L’Odyssée est le récit d'un saut dans l'inconnu, d'une aventure plus longue que prévu au cours de laquelle Ulysse va d'adaptation en adaptation. Établir un parallèle avec la pandémie et nos situations de confinés, déconfinés et reconfinés, est tentant…

Le confinement, une drôle d’odyssée

Depuis mars 2020, l’expérience du confinement a fait de nous des êtres différents : séparés des autres vivants, entravés dans nos mouvements, privés de nos repères et de nos habitudes. Drôle d’aventure, qui n’est pas sans rappeler celle d’Ulysse naviguant à vue sur les mers de l’incertitude. C’est que, comme Ulysse, nous pensions que notre éloignement serait l’affaire de quelques semaines seulement. Et puis nous sommes tombés de Charybde en Scylla à l’annonce de chaque nouvelle mesure sanitaire. Nous avons dû faire le deuil de notre vie sociale, recomposer notre vie professionnelle, faire face à des moments de doute où nous nous sommes sentis bien seuls.

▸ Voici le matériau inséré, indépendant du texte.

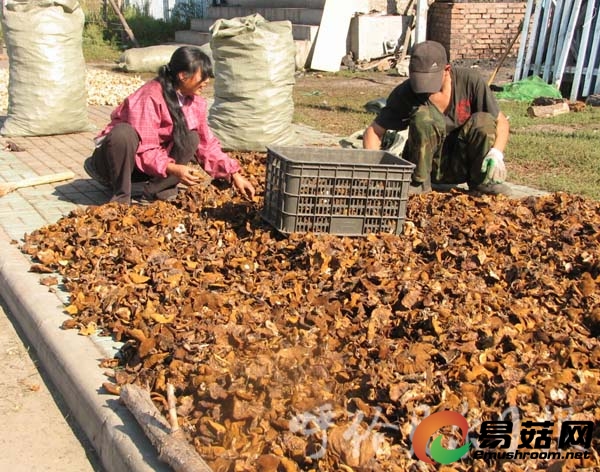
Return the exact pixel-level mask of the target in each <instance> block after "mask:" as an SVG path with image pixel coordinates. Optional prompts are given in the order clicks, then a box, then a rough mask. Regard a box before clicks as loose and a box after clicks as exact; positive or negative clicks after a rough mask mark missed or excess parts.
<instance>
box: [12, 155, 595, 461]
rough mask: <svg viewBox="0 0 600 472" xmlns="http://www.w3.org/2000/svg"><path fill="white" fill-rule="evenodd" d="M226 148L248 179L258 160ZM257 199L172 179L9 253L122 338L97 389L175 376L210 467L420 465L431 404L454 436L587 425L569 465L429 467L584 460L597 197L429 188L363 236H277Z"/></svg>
mask: <svg viewBox="0 0 600 472" xmlns="http://www.w3.org/2000/svg"><path fill="white" fill-rule="evenodd" d="M236 157H238V158H239V159H241V160H242V161H243V164H244V166H245V167H246V168H249V169H252V170H251V173H252V175H255V176H259V175H263V174H264V168H263V161H264V155H262V154H260V153H240V154H239V155H238V156H236ZM253 183H254V184H255V185H256V186H257V188H258V189H259V193H260V190H262V189H263V188H264V187H263V185H262V182H257V181H255V182H253ZM259 208H260V204H258V205H256V206H255V205H253V204H249V203H247V202H243V201H242V200H241V199H240V198H238V197H236V196H235V195H234V194H233V193H232V191H231V190H230V189H219V188H218V187H216V186H209V187H207V188H203V189H193V188H192V189H189V190H188V191H186V192H185V193H182V194H181V195H180V197H179V199H178V200H177V201H176V202H175V204H166V203H162V202H157V203H155V204H153V205H151V206H144V207H139V206H131V207H125V206H118V205H115V204H109V205H105V206H100V207H90V208H88V209H86V210H85V211H76V212H74V213H72V214H71V215H69V216H68V217H65V218H63V219H61V220H60V221H58V222H57V223H56V224H53V225H49V226H46V227H44V228H41V229H40V230H38V231H35V232H34V233H32V234H31V235H28V236H27V238H26V243H25V244H24V246H23V250H24V251H25V252H26V253H28V254H30V255H31V256H32V257H33V261H34V266H33V268H34V269H35V270H38V271H40V272H46V271H47V270H51V271H57V272H59V273H60V274H61V275H62V276H63V277H64V280H65V284H66V287H67V288H68V290H69V291H70V294H71V304H70V305H69V306H68V307H67V312H68V313H70V314H71V315H72V316H73V322H70V323H68V325H67V326H65V327H69V328H77V329H80V330H81V331H83V332H84V333H85V332H87V331H86V330H90V327H94V328H95V329H98V330H100V331H101V332H102V333H104V334H106V335H112V336H114V337H115V338H116V339H118V340H121V341H126V344H125V347H124V348H123V350H122V352H121V357H120V359H121V360H120V366H117V370H116V372H119V374H118V375H117V374H115V377H114V378H113V379H112V380H113V382H112V383H111V384H110V385H109V386H110V389H111V390H112V391H117V390H118V388H119V386H121V385H123V384H126V383H130V382H137V383H140V384H143V385H149V386H150V387H151V389H152V392H153V398H154V400H155V401H156V402H157V404H158V405H159V408H162V409H163V410H165V409H166V401H165V398H166V384H167V383H171V384H173V385H174V386H175V387H176V392H177V397H178V405H177V407H178V413H179V415H180V422H181V423H182V428H183V429H184V430H185V432H186V434H187V436H188V438H189V440H190V442H191V443H193V444H194V445H195V447H196V449H197V450H198V452H199V453H200V454H202V456H203V457H204V458H205V460H206V461H208V463H209V464H210V465H211V467H212V468H213V470H215V471H300V470H307V471H308V470H315V471H316V470H320V471H337V470H344V471H366V470H373V471H379V470H381V471H384V470H385V471H405V470H433V469H430V468H429V466H426V464H425V463H423V462H421V461H419V460H418V459H417V458H416V457H414V456H411V453H410V451H411V434H412V433H413V432H414V428H415V427H416V426H417V425H418V424H419V422H420V421H421V420H422V419H423V418H424V417H425V416H426V415H428V414H429V413H433V412H436V411H440V410H444V409H447V410H452V411H456V412H459V413H461V414H463V415H464V416H465V417H466V418H467V419H468V421H469V424H470V426H471V427H472V429H473V431H472V432H475V431H476V427H477V426H479V425H481V422H483V421H489V420H493V419H496V418H498V416H499V415H500V414H501V413H502V412H503V411H506V410H507V409H512V410H511V411H513V412H515V411H516V412H518V415H519V417H520V420H521V421H525V420H533V421H541V420H542V419H549V420H551V421H556V422H559V421H562V420H564V419H565V415H568V417H569V418H574V419H577V420H582V421H592V422H593V424H594V425H595V428H596V430H595V433H594V437H593V442H592V448H591V452H592V455H591V456H590V458H588V459H581V460H568V461H564V460H554V461H547V460H534V459H516V460H514V461H501V460H498V461H491V462H485V461H483V460H481V459H476V458H472V457H469V456H467V457H465V458H464V459H463V460H462V461H460V462H455V463H454V464H452V465H448V466H445V467H444V470H448V471H449V470H455V471H466V470H469V471H480V470H491V469H493V470H511V471H512V470H515V471H516V470H541V469H547V468H551V469H552V470H562V471H566V470H582V469H584V468H585V467H588V468H589V470H597V469H598V468H599V467H600V461H599V460H598V436H599V434H598V433H599V431H598V426H597V425H598V421H599V420H600V408H599V398H600V386H599V384H598V375H599V361H600V343H599V341H598V335H599V334H600V289H599V287H600V249H599V247H600V217H599V215H600V204H598V202H594V201H590V200H586V199H583V198H579V197H575V196H571V195H567V194H563V193H556V194H553V195H549V196H545V197H536V198H533V197H532V198H525V199H522V200H509V199H506V198H503V197H498V198H491V197H473V196H470V195H468V194H464V193H459V192H453V193H431V194H429V195H424V196H420V197H415V198H411V200H410V201H409V204H408V214H407V222H406V224H405V227H404V234H403V235H402V236H393V235H389V234H382V235H368V236H366V237H363V238H340V237H335V236H331V235H314V234H293V235H291V236H289V237H286V238H284V237H281V236H280V235H278V234H277V233H275V232H274V231H273V230H272V229H271V228H270V227H269V226H267V225H266V224H265V223H264V222H263V221H262V220H261V218H260V215H259V213H258V212H259ZM108 363H109V361H107V365H108ZM554 445H555V444H554V443H553V446H554Z"/></svg>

Si L’Odyssée semble entrer en résonance avec notre expérience du confinement, quelles leçons peut-on alors aller y puiser ?

Le premier, c’est que le voyage d’Ulysse se déroule dans un monde privé d’humanité, où chaque épreuve nous interroge sur ce que cela signifie d’être humain. Le second, c’est que le plus grand défi d’Ulysse, au terme de son périple, sera celui des retrouvailles. 

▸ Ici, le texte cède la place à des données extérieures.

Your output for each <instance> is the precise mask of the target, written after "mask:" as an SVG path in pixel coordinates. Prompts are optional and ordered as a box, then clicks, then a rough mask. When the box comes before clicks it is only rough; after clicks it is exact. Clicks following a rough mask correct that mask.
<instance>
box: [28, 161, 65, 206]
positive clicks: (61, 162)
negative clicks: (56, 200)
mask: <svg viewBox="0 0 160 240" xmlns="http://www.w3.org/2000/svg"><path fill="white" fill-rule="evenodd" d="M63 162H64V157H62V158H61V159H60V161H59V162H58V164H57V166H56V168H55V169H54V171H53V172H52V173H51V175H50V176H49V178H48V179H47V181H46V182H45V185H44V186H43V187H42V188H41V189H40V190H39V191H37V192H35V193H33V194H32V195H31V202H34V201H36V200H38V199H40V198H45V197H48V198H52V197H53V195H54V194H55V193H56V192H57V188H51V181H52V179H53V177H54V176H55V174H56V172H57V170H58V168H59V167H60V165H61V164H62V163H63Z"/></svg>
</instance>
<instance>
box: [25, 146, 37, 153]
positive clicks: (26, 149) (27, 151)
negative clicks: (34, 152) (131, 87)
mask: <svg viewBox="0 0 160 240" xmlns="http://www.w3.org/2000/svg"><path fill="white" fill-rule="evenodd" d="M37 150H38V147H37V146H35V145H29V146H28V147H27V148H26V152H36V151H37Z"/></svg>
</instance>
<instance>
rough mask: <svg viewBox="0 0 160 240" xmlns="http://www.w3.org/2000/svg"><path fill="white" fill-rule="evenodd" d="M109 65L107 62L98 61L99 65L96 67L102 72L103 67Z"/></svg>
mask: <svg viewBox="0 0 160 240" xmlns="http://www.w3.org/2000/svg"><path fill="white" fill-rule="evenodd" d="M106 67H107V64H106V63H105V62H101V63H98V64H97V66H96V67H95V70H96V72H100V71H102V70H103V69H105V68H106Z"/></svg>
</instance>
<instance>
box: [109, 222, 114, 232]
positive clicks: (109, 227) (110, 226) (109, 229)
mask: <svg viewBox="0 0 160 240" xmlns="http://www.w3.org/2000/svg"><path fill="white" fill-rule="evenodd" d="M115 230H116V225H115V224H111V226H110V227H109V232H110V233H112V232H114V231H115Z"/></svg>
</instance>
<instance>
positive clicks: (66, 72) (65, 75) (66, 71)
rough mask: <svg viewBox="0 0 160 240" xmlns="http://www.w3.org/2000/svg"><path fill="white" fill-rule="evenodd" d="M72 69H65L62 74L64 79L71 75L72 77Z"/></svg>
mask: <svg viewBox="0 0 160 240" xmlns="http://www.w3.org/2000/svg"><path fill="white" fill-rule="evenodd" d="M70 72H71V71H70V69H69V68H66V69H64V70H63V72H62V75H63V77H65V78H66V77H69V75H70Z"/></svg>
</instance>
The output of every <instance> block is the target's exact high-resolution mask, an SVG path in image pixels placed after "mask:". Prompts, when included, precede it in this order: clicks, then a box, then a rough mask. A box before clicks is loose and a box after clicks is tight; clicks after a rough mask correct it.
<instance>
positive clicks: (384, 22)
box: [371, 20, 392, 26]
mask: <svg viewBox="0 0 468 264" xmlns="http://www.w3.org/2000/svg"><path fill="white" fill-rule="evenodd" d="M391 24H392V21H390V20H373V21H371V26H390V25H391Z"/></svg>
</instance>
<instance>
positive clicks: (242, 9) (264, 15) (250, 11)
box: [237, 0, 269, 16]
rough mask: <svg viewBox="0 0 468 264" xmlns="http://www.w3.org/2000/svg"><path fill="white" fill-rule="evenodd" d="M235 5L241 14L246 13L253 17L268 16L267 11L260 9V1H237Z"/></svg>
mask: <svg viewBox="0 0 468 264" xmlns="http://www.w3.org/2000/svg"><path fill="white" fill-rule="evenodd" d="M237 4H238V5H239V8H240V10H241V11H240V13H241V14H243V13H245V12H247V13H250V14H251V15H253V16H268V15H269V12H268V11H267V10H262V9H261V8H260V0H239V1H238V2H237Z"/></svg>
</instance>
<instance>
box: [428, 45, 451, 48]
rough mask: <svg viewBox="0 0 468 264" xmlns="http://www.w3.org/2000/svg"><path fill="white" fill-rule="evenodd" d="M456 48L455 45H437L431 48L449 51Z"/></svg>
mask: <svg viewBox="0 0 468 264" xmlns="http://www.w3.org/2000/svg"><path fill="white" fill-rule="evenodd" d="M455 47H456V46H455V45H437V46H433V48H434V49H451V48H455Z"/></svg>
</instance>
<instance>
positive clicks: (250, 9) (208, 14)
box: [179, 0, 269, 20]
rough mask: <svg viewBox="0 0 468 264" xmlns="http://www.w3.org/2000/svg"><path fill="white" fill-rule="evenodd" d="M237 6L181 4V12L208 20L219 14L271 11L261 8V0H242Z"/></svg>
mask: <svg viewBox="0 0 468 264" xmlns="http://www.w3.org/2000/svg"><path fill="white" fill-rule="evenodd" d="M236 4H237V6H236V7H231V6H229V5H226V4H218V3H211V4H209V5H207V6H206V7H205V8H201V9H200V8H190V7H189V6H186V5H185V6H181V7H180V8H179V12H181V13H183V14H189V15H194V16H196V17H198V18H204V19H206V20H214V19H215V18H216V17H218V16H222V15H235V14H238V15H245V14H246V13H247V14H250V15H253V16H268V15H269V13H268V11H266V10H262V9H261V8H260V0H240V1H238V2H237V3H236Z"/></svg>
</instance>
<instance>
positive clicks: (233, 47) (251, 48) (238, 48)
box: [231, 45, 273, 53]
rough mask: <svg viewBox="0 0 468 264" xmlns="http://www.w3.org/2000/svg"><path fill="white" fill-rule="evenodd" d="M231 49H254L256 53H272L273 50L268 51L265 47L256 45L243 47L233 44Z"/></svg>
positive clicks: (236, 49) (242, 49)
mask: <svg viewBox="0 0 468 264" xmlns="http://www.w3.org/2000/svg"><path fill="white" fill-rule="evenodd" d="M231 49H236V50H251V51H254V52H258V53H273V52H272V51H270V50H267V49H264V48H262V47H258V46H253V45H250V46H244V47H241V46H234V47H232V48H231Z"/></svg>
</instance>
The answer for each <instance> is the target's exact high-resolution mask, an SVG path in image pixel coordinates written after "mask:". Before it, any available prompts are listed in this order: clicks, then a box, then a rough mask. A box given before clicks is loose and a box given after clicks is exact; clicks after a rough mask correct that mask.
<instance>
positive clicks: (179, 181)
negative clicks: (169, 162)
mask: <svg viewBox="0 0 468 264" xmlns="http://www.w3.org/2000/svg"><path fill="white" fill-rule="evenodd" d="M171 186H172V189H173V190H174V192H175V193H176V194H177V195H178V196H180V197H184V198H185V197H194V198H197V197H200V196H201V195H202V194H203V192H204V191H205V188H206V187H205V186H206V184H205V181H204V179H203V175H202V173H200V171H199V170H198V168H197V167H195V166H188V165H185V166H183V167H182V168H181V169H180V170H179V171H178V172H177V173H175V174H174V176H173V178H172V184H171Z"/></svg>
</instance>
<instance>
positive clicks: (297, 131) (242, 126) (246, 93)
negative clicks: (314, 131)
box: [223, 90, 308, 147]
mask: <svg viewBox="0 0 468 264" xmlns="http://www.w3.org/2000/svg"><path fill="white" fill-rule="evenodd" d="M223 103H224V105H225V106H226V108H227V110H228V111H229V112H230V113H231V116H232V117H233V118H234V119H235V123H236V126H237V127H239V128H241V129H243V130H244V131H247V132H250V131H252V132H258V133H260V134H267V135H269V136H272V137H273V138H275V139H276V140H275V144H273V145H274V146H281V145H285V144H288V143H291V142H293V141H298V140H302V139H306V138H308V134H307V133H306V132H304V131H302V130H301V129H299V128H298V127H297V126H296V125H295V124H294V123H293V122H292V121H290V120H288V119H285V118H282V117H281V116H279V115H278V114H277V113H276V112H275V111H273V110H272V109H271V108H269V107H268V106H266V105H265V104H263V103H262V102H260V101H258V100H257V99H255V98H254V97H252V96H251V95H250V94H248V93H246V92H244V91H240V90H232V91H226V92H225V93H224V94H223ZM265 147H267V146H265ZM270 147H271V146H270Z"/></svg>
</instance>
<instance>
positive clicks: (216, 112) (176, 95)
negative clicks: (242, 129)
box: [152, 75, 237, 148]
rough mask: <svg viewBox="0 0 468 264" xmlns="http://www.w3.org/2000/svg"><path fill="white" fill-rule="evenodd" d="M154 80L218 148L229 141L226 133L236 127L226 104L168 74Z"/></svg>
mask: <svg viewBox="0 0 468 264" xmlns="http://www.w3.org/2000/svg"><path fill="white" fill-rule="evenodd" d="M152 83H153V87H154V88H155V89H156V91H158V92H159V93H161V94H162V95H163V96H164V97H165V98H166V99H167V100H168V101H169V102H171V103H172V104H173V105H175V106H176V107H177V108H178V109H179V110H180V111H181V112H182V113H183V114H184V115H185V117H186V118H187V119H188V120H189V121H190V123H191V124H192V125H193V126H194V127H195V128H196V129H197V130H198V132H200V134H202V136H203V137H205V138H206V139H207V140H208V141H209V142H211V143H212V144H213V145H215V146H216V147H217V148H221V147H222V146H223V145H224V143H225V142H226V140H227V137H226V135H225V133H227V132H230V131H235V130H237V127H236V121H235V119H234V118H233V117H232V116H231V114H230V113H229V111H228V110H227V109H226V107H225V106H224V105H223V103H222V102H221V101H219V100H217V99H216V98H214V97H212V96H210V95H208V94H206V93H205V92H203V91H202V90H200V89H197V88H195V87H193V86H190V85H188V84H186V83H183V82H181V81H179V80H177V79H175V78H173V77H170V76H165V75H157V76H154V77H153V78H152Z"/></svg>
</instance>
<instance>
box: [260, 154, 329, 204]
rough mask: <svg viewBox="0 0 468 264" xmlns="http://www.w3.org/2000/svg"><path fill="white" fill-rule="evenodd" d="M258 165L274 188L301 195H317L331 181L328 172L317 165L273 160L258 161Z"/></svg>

« Comme Ulysse, nous avons désormais conscience de vivre dans un monde déshumanisé »

Ce que l’histoire d’Ulysse nous raconte, c’est l’expérience d’être plongé dans un monde qui n’est plus celui des humains. Alors que les visages de ses compagnons font place à ceux de créatures divines - la magicienne Circé, la nymphe Calypso - ou d’êtres sous-humains comme les Lestrygons cannibales, Ulysse comprend que son identité réside en des choses simples : « le fait de manger le pain et boire le vin », mais aussi « d’être vivant à la lumière du soleil, de voir les autres et d’être vu par eux ». Comme Ulysse, nous avons désormais conscience de vivre dans un monde déshumanisé : le masque qui cache notre visage, les interdictions de circuler librement, les écrans qui nous sont imposés pour travailler, tout cela nous éloigne de ce qui, autrefois, faisait le sel et le sens de la vie. 

Et ce n’est pas tout. Aux Enfers, Ulysse croise Achille qui se lamente de n’être plus que l’ombre de lui-même. À quoi bon être auréolé de la gloire des actions héroïques, s’exclame le guerrier, si c’est pour être séparé des humains ? La question est loin d’être anodine : n’avons-nous pas aussi le sentiment d’être volés d’une part de notre vie lorsque nous sommes enfermés dans notre salon ? Ne constatons-nous pas que, privés d’échanges spontanés, de pauses-café sans agenda, nous sombrons dans l’automatisme ? Si nous n’y prenons garde, notre odyssée pourrait bien se faire en mode autopilote.